Figure 2. Estimated Black-White and Hispanic-White rate differences (RDs) for chlamydia and gonorrhea under 5 scenarios to impute race and ethnicity for reported diagnoses with incomplete demographic data (2018).

Table 3. Estimated Black-White and Hispanic-White rate differences (RDs) and rate ratios (RRs) for chlamydia and gonorrhea under 5 scenarios to impute race and ethnicity for reported diagnoses with incomplete demographic data (2018).

		Chlamydia						Gonorrhea
		Female			Male			Female			Male
		RD	RR	RD		RR	RD		RR	RD		RR
Black-White
	Base case	1210.8	5.1	917.3		7.2	396.2		7.1	669.4		9.0
	Scenario 1	1750.9	5.2	1311.6		7.2	502.0		7.2	851.6		9.0
	Scenario 2	1715.6	5.0	1305.5		7.1	492.6		7.0	844.5		8.9
	Scenario 3	1705.1	5.0	1300.4		7.0	494.8		7.0	846.3		8.8
	Scenario 4	1999.9	6.3	1241.1		7.2	510.4		7.6	803.3		8.7
	Scenario 5	1766.5	5.2	1192.6		6.5	479.9		6.8	783.2		8.1
Hispanic-White
	Base case	284.1	2.0	119.4		1.8	27.5		1.4	71.8		1.9
	Scenario 1	501.8	2.2	205.2		2.0	44.0		1.5	102.8		2.0
	Scenario 2	400.3	1.9	171.9		1.8	32.7		1.4	88.2		1.8
	Scenario 3	462.9	2.1	192.0		1.9	40.1		1.5	98.0		1.9
	Scenario 4	494.2	2.3	287.6		2.4	53.4		1.7	138.3		2.3
	Scenario 5	412.4	2.0	212.5		2.0	42.3		1.5	108.4		2.0

Figure 3 displays the changes in the Black-White and Hispanic-White RRs under each scenario as a relative disparity measure, with the calculated disparity measures shown in Table 3. Its layout is similar to Figure 2, except that Figure 3 shows the RR outcome and a value of 1.0 would indicate there is no observed disparity.

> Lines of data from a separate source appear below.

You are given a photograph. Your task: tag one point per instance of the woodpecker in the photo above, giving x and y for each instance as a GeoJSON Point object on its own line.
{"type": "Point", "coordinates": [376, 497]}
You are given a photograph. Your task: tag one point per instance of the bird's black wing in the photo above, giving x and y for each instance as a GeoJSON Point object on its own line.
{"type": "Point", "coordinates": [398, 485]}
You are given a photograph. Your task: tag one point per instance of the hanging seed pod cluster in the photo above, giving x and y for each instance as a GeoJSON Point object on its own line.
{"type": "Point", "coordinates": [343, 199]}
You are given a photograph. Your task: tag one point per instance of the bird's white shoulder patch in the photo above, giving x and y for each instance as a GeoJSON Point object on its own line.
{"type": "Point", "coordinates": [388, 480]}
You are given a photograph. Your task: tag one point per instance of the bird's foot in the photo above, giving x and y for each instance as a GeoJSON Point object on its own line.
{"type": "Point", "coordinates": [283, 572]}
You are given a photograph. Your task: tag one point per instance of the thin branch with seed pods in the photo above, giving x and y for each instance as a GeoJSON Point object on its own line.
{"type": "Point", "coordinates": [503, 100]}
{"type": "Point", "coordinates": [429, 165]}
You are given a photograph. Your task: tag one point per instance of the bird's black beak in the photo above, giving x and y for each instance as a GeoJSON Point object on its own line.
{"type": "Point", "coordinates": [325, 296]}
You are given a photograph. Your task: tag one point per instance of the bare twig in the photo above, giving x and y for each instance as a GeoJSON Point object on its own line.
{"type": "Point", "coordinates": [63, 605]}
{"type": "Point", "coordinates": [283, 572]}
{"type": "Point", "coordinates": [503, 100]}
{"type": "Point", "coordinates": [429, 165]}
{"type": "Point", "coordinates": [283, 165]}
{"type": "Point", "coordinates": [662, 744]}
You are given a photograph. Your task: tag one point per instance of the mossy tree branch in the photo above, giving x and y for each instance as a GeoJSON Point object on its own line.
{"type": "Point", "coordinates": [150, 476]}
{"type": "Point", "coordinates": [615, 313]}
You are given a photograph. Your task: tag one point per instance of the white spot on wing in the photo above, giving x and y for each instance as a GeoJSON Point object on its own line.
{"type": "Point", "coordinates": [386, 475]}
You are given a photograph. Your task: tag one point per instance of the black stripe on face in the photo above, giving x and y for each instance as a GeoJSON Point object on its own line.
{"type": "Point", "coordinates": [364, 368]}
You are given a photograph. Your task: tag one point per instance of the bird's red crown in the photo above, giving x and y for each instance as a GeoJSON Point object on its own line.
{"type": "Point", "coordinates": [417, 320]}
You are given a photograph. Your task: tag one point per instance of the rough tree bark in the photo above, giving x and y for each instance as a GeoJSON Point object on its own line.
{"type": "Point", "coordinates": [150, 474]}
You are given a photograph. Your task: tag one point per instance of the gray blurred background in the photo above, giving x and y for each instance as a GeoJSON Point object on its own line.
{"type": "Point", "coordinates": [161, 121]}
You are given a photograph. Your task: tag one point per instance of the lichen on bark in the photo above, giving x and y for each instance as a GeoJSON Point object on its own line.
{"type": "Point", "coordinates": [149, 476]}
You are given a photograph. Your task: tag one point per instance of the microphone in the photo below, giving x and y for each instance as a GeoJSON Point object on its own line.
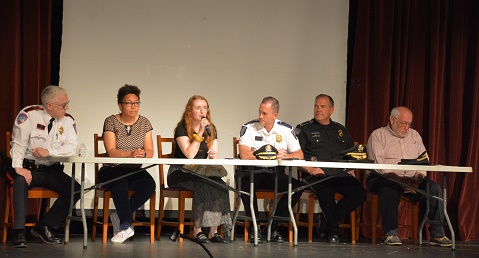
{"type": "Point", "coordinates": [207, 127]}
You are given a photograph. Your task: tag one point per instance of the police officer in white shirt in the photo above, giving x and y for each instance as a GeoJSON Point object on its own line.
{"type": "Point", "coordinates": [39, 132]}
{"type": "Point", "coordinates": [254, 135]}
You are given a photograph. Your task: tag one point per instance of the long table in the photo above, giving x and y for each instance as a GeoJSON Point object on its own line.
{"type": "Point", "coordinates": [237, 162]}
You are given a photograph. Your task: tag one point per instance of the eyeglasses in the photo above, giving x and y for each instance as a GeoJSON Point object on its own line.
{"type": "Point", "coordinates": [404, 124]}
{"type": "Point", "coordinates": [129, 104]}
{"type": "Point", "coordinates": [199, 109]}
{"type": "Point", "coordinates": [64, 105]}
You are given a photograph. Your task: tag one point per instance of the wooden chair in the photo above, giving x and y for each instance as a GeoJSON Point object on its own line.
{"type": "Point", "coordinates": [34, 193]}
{"type": "Point", "coordinates": [309, 196]}
{"type": "Point", "coordinates": [373, 224]}
{"type": "Point", "coordinates": [106, 195]}
{"type": "Point", "coordinates": [167, 192]}
{"type": "Point", "coordinates": [265, 194]}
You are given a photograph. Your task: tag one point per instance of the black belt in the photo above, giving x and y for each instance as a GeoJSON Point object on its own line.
{"type": "Point", "coordinates": [30, 165]}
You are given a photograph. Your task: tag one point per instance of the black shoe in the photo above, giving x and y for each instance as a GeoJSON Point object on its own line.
{"type": "Point", "coordinates": [276, 237]}
{"type": "Point", "coordinates": [251, 235]}
{"type": "Point", "coordinates": [20, 241]}
{"type": "Point", "coordinates": [217, 238]}
{"type": "Point", "coordinates": [334, 239]}
{"type": "Point", "coordinates": [322, 228]}
{"type": "Point", "coordinates": [202, 238]}
{"type": "Point", "coordinates": [46, 235]}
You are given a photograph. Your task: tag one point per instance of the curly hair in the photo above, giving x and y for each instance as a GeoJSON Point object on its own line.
{"type": "Point", "coordinates": [187, 120]}
{"type": "Point", "coordinates": [127, 89]}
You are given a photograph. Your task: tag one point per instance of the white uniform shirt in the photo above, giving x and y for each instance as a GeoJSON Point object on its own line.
{"type": "Point", "coordinates": [30, 131]}
{"type": "Point", "coordinates": [281, 136]}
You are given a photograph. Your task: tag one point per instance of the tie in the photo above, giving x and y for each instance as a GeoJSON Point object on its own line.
{"type": "Point", "coordinates": [50, 124]}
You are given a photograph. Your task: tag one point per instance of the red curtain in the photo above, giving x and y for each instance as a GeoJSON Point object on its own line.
{"type": "Point", "coordinates": [25, 28]}
{"type": "Point", "coordinates": [423, 55]}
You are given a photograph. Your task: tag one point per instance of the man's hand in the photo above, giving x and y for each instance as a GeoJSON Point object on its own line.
{"type": "Point", "coordinates": [27, 174]}
{"type": "Point", "coordinates": [282, 154]}
{"type": "Point", "coordinates": [316, 172]}
{"type": "Point", "coordinates": [40, 152]}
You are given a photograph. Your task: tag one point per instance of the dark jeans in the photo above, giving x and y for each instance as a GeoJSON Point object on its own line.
{"type": "Point", "coordinates": [390, 194]}
{"type": "Point", "coordinates": [142, 183]}
{"type": "Point", "coordinates": [265, 180]}
{"type": "Point", "coordinates": [50, 177]}
{"type": "Point", "coordinates": [348, 186]}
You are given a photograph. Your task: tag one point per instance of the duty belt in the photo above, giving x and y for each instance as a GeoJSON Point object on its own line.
{"type": "Point", "coordinates": [30, 165]}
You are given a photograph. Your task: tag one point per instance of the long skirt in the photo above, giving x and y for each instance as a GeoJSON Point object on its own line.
{"type": "Point", "coordinates": [211, 202]}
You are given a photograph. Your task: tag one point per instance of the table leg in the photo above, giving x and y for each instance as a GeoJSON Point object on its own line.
{"type": "Point", "coordinates": [444, 196]}
{"type": "Point", "coordinates": [82, 206]}
{"type": "Point", "coordinates": [251, 201]}
{"type": "Point", "coordinates": [291, 214]}
{"type": "Point", "coordinates": [70, 209]}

Without any adjustment for missing race and ethnicity information (base-case scenario), the Black-White RR for chlamydia in 2018 was 5.1 for female and 7.2 for male patients. The Black-White RR for gonorrhea was 7.1 for female and 9.0 for male patients. In the base case, the Hispanic-White RRs for both chlamydia and gonorrhea were smaller than the Black-White RRs (chlamydia, RR: 2.0 for female and 1.8 for male patients; gonorrhea: RR: 1.4 for female and 1.9 per for male patients). Under each imputation scenario, the RR remained stable compared with the base case. For chlamydia, the Black-White RR did not change remarkably in any scenario among the female or male patients. The Hispanic-White RR did not change remarkably in any scenario among female or male patients. Similarly, for gonorrhea, the Black-White RR did not change remarkably in any scenario among female or male patients. Moreover, the Hispanic-White RR showed no remarkable changes among female or male patients.

Figure 3. Estimated Black-White and Hispanic-White relative rate ratios (RRs) for chlamydia and gonorrhea under 5 scenarios to impute race and ethnicity for reported diagnoses with incomplete demographic data (2018).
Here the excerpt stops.